Descreve a sua palhaça como tendo uma energia muito andrógena, uma figura que não é bem masculina nem feminina, mas cuja energia se reconhece que está ali. Trabalha muito com a espontaneidade e com o improviso. "A minha palhaça é uma mescla entre a energia do clown, do excêntrico e do bufão, e às vezes sai mais um do que outro, depende de como me sinto naquele dia". É esta mistura que faz com que os seus espetáculos sejam sempre diferentes, um conjunto de momentos absurdos como Tânia gosta de definir. Diz que a sua palhaça está a entrar numa fase adulta, pois ela cresce consigo.
"O palhaço, como costumo dizer, é um terapeuta da alma, e tem de ser uma pessoa muito inteligente para conseguir falar de coisas sérias com um toque de magia, despertar a gargalhada, sem que a pessoa perceba que é uma coisa séria", explica. Para Tânia, o palhaço não representa, pois tem de se ser verdadeiro consigo mesmo.
Em maio, Tânia viveu um dos seus maiores sonhos: atuar no Chapitô. O peso da responsabilidade deixou-a com os nervos á flor da pele, ainda mais com o seu maior ídolo no público. "Estares a fazer um espetáculo e saberes que a Teresa Ricou está ali e está a ver o teu espetáculo é mágico, não há palavras", recorda emocionada. A felicidade de ter o seu trabalho reconhecido pelos pares também não tem preço.
Tânia Safaneta pertence à União de Palhaças de Portugal (UPP), criada em 2020, altura em que foi feito um questionário para saber quantas mulheres palhaças existem em Portugal. Atualmente existem mais de 50 mulheres palhaças inscritas nesta união que quer dar voz e um espaço de afirmação a estas mulheres. A UPP prepara reuniões, workshops, palestras, formações e espetáculos para ajudar a manter viva a arte do palhaço, ainda mais no feminino.
Ser mulher palhaça é a oportunidade de falar de coisas do quotidiano da sociedade que encontram no seu íntimo e que saem para o mundo na linguagem universal que é o riso. "Falar de menstruação, de sexualidade, sobre ser mãe, do amor, dos nossos problemas na sociedade, o que nos aflige", enumera Tânia.
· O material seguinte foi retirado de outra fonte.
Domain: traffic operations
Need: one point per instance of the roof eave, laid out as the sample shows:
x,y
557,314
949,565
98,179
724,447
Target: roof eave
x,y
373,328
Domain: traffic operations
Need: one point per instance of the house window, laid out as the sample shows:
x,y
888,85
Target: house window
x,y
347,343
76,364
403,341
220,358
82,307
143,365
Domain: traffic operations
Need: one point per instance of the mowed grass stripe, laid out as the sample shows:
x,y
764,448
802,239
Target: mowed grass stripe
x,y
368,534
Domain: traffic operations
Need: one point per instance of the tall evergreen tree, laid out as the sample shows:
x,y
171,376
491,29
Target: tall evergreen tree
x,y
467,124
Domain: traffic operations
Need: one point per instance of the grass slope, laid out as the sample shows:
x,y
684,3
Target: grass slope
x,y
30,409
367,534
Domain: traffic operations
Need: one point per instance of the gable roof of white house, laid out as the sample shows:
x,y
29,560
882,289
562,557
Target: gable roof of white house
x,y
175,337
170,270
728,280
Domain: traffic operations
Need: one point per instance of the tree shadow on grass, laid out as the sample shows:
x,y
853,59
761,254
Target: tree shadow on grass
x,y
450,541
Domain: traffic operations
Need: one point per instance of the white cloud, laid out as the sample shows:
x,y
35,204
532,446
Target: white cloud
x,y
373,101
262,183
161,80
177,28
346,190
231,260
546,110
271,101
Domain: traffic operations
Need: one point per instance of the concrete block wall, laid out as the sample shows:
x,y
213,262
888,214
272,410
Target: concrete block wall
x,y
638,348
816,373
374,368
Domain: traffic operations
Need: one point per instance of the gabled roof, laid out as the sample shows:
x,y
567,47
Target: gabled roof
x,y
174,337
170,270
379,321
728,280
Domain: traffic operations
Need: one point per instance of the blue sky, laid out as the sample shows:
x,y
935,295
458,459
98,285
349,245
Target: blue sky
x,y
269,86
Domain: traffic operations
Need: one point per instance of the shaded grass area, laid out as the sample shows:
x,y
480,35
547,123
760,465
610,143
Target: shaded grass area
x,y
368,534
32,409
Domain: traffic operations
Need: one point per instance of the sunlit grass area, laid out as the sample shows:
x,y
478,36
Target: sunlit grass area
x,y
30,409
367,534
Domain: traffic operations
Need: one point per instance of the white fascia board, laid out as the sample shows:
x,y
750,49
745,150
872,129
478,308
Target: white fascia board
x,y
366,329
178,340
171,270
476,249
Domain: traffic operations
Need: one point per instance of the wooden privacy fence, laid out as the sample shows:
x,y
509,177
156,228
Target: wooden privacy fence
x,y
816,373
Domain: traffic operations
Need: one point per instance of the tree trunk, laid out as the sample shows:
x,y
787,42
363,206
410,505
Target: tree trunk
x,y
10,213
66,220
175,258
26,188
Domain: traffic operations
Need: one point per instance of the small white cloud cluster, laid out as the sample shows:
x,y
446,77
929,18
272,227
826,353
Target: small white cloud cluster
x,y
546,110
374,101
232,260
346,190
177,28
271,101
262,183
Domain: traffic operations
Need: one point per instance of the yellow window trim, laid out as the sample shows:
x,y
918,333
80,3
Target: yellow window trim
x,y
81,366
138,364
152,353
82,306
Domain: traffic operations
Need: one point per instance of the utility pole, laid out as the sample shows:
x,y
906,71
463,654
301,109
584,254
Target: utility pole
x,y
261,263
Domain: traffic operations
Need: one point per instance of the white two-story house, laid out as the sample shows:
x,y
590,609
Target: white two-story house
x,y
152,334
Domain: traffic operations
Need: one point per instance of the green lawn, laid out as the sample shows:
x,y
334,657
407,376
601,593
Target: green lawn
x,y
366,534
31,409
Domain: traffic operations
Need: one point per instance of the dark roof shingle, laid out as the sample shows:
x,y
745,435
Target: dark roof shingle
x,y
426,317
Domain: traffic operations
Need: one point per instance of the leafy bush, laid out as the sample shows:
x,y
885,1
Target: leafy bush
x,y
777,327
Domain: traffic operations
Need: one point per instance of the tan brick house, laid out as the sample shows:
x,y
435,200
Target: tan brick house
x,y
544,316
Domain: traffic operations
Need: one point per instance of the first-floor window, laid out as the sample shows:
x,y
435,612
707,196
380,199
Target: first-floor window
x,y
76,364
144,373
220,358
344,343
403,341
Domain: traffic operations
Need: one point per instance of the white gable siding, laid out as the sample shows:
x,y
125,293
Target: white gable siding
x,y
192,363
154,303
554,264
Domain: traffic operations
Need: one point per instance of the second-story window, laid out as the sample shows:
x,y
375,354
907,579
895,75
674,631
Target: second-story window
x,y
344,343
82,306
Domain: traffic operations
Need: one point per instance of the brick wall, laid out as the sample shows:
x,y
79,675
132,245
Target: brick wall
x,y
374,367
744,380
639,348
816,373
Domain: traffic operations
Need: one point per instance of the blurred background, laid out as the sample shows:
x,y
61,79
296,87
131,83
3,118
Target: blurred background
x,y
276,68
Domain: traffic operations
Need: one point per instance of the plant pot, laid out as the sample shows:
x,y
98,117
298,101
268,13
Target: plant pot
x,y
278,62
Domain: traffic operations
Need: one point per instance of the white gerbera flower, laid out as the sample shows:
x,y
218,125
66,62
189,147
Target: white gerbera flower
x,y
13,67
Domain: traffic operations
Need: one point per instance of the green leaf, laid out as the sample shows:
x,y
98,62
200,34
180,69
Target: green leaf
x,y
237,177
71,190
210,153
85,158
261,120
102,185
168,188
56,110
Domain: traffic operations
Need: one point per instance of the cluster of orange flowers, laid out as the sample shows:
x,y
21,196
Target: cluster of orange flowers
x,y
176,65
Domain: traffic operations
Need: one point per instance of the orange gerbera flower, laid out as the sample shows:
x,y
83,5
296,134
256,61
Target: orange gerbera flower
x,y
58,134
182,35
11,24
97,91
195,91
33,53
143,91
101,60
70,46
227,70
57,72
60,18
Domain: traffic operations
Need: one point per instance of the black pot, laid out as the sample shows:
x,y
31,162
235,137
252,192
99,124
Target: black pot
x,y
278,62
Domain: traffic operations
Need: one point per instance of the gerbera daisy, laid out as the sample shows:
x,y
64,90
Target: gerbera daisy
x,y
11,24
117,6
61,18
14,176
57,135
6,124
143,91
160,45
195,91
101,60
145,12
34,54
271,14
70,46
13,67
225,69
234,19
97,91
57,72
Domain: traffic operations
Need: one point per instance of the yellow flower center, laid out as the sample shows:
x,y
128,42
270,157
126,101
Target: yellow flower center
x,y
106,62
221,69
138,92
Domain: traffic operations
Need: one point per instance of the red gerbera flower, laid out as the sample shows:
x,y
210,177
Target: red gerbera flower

Estas mulheres não querem tomar o lugar de ninguém, querem ter o espaço para falar para mulheres mas também para os homens, mostrar que também estão ali e que têm tanto a oferecer. "Nós temos a nossa energia, somos mulheres, somos inteligentes, estamos aqui, queremos direitos iguais e que nos olhem da mesma maneira e sem preconceito".
Uma mulher que move a sua vida pelo sonho e cujo próximo grande objetivo é representar Portugal no circo Montecarlo como mulher palhaça.